Written by Luke Barnes
I recently had the chance to interview writer/director David Axe about his new film Bae Wolf, which provides a fresh take on the classic Beowulf legend. We discuss issues of fantasy, representation and the importance of striking monster design. I hope you enjoy.
Q: What inspired you to make this film?
A: I was inspired by the set — a live-action roleplaying facility in Trenton, South Carolina that was convenient to where I live (Columbia) and affordable in my budget. When a resource like that presents itself, you’d be a fool not to take advantage of it. I was also inspired by one of my favourite books. GRENDEL by John Gardner. A postmodern twist on the Beowulf legend and a great political polemic.
Q: What would you say is the message of the film?
A: The message is simple. Monsters don’t always look like monsters. And kindness can be a radical act.
Q: How do you feel your film redefines stereotypes and cliches within the broader fantasy landscape?
A: My project in a lot of my movies is to create sympathy for monsters. To give hideous things humanity. With BAE WOLF, I wanted to create a heightened but believable world and populate it with desperate creatures, all of whom have the same needs. To be understood. To be loved. To be included.
Q: What inspired your monster design?
A: The monster design had to be striking but VERY simple and cheap. We were shooting in an austere location with no time and no money, after all. In my experience, a solid, bold color makes more of an impression than anything overwrought texture. So we just painted our monsters weird colors you rarely see in nature. Bright orange. Bright blue. That plus a simple prostheses — and energetic performances, of course — did the trick.
Q: What is your favourite fantasy film?
A: My current favourite is THE GREEN KNIGHT, which came out right after I finished editing BAE WOLF and scratched the same revisionist itch that drove me to make my own movie. Plus, GREEN KNIGHT is gorgeous. And it hides more than it reveals. I love that.
Q: Any future film plans?
A: In a few weeks I’m shooting a movie called ACORN. It’s about a young woman filmmaker who gets a cancer diagnosis and struggles to make her last movie — a weird, sci-fi Western. It goes badly. Also, there’s a man-eating tree. I’m also producing several movies by other directors, starting with Shawn Phillips’ WOODS WITCH.

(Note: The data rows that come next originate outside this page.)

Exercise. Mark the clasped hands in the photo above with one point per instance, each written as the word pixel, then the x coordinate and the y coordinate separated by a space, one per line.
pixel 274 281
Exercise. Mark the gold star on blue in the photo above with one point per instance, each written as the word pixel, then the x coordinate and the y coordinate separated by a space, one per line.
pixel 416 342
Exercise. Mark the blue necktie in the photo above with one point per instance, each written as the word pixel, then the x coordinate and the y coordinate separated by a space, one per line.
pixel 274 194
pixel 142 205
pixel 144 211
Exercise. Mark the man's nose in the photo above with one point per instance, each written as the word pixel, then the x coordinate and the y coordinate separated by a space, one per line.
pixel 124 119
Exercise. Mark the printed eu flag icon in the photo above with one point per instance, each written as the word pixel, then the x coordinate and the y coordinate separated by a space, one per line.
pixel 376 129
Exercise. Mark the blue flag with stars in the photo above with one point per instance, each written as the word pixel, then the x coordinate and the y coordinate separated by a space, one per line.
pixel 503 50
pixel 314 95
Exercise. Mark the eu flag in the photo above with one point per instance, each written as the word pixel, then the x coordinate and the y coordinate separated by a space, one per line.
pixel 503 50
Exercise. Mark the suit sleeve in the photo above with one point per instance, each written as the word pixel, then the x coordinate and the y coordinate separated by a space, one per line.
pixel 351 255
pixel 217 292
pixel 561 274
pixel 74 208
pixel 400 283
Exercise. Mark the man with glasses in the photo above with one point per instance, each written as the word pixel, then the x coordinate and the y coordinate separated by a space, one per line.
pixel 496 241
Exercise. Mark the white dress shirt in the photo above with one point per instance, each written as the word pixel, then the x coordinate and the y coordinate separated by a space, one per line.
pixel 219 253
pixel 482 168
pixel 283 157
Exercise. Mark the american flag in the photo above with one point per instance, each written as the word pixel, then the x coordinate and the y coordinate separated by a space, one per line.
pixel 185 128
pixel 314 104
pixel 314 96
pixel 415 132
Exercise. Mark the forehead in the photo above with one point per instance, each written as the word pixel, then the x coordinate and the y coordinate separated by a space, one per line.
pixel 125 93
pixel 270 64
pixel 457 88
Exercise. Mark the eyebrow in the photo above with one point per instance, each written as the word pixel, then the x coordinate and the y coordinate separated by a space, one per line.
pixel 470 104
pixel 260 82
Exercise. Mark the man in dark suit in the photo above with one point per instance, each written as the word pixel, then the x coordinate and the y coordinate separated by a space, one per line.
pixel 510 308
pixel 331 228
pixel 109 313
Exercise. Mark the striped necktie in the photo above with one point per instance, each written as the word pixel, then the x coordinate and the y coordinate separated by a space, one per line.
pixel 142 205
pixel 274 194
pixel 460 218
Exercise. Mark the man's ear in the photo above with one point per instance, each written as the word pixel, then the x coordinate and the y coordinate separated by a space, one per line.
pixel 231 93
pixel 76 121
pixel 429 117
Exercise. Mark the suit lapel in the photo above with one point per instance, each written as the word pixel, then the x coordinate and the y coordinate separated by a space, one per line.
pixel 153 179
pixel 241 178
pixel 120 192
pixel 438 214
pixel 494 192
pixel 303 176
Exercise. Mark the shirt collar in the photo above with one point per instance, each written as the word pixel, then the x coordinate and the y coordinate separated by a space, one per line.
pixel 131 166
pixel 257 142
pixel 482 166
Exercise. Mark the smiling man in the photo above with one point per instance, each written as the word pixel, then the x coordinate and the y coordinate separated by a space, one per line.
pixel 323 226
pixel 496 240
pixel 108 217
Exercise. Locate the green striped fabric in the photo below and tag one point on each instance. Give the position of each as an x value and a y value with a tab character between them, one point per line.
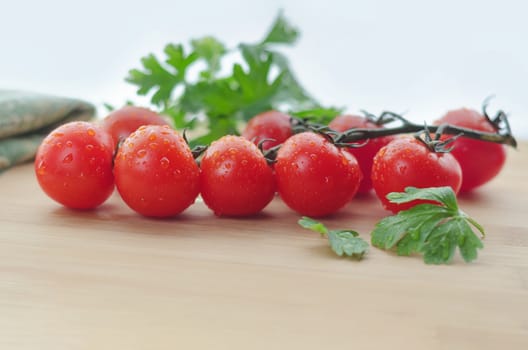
27	117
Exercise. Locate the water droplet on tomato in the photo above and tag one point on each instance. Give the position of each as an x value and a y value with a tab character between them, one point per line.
141	153
41	169
164	162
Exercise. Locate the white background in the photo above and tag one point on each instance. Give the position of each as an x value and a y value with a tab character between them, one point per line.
423	57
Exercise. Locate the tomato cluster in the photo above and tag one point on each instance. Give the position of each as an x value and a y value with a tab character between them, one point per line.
156	174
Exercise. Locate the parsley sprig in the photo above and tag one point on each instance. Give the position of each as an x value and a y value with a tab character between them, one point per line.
262	80
434	230
342	242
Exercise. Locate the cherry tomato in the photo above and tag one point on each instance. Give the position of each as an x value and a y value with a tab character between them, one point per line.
124	121
480	161
268	125
314	177
155	172
408	162
236	179
74	165
364	154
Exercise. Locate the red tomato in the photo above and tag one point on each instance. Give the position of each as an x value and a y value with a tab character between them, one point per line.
408	162
124	121
314	177
268	125
236	179
366	153
155	172
74	165
480	161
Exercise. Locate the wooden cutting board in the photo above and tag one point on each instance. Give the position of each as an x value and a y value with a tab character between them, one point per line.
110	279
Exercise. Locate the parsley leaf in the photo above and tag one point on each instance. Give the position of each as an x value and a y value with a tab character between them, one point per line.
216	104
281	32
342	242
432	230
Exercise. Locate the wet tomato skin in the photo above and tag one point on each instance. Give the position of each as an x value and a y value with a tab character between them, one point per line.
314	177
408	162
73	165
364	154
235	178
480	161
155	172
124	121
273	125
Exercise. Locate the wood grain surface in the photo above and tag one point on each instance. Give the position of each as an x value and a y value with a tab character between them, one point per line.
110	279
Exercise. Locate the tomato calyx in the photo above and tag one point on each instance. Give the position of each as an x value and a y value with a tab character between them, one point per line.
499	121
436	144
197	150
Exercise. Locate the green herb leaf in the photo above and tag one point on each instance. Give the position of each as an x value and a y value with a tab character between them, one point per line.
433	230
281	32
348	243
212	51
342	242
217	105
313	225
154	77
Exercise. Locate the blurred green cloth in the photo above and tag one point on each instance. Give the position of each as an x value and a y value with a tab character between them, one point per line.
27	117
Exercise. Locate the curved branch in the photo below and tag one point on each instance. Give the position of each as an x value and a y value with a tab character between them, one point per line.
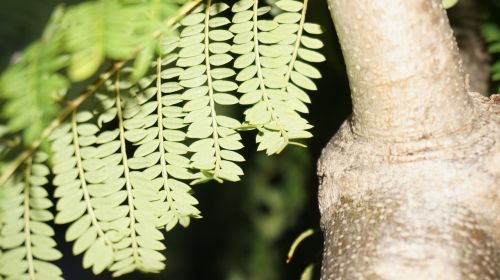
404	69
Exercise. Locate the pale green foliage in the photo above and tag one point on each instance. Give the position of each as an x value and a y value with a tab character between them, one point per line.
25	237
270	74
79	39
449	3
123	160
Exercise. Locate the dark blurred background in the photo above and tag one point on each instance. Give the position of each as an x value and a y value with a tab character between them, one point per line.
247	227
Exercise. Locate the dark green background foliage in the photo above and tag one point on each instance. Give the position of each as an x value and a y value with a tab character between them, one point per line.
247	227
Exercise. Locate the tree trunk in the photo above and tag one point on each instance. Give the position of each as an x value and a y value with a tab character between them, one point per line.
410	184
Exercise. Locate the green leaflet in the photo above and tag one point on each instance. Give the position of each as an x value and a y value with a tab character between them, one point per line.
26	241
207	86
123	160
275	70
491	33
79	39
160	155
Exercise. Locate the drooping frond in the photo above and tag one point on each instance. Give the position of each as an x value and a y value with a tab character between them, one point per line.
271	75
123	158
25	237
79	38
206	85
34	82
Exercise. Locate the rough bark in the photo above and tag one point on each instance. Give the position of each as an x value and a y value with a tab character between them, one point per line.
410	184
465	19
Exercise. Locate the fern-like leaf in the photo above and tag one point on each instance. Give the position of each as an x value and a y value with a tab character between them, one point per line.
25	237
36	76
271	75
203	77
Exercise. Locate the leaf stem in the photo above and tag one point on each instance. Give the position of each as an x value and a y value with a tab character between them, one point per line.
213	113
27	221
297	43
130	196
260	75
81	172
70	107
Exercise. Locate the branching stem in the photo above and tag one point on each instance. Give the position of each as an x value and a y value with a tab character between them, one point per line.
72	105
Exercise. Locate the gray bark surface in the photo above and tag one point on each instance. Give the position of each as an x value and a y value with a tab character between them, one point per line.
410	184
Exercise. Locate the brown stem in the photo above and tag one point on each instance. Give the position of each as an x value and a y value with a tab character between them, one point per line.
9	170
404	69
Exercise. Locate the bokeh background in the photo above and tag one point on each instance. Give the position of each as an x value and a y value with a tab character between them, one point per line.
249	226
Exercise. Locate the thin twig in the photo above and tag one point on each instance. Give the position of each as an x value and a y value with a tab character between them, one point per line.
72	105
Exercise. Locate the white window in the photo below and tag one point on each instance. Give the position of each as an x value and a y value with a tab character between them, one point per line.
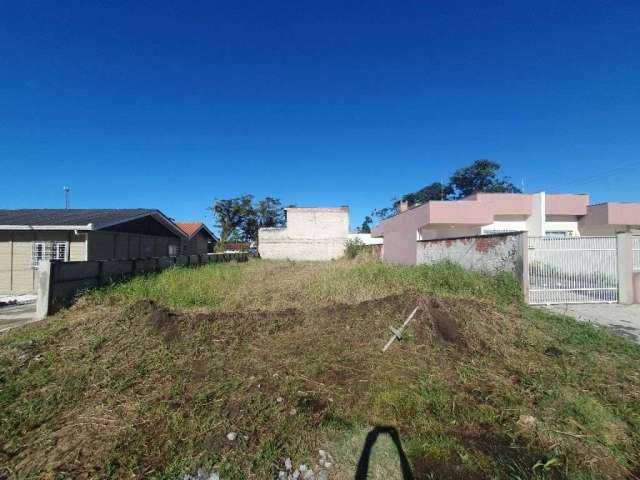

Q: Any funny on-set stories?
A: My on-set stories are rarely funny. It’s really hard making microbudget movies. You can’t throw money at problems. So everything is a struggle. One funny thing did happen on BAE WOLF, though. I stayed on set, in a cabin. I brought along a bottle of bourbon so I could have a drink every night before crashing in sheer exhaustion. I know my cast and crew, so I hid the bottle. But those miscreants found it, anyway. Like bloodhounds. Every day that bottle got a little lighter as, I imagine, half my people slipped into my cabin to take sips they thought I wouldn’t notice. And I didn’t, at first. And then all of the sudden I was out of booze
Q: Do you have any advice for upcoming filmmakers?
A: My advice to filmmakers is simple. Don’t let anyone tell you no. Figure out how much money you can beg, steal or take from your own paycheck. Write a movie that you can shoot with the budget you have. Interesting locations are often free. Give some thought to lighting. Worry most about recording clean sound. Don’t be afraid to take chances with performances, camerawork and effects. Don’t think that an expensive camera can replace an interesting lens and strong choices. Always pay your actors, even if it’s $50 a day. Learn to edit. Once you’ve made your movie, let go of all expectations, You won’t get famous or rich, but you’ll get to tell a story.
If you would like to check Bae Wolf out for yourself then you can find it on DVD and Tubi now.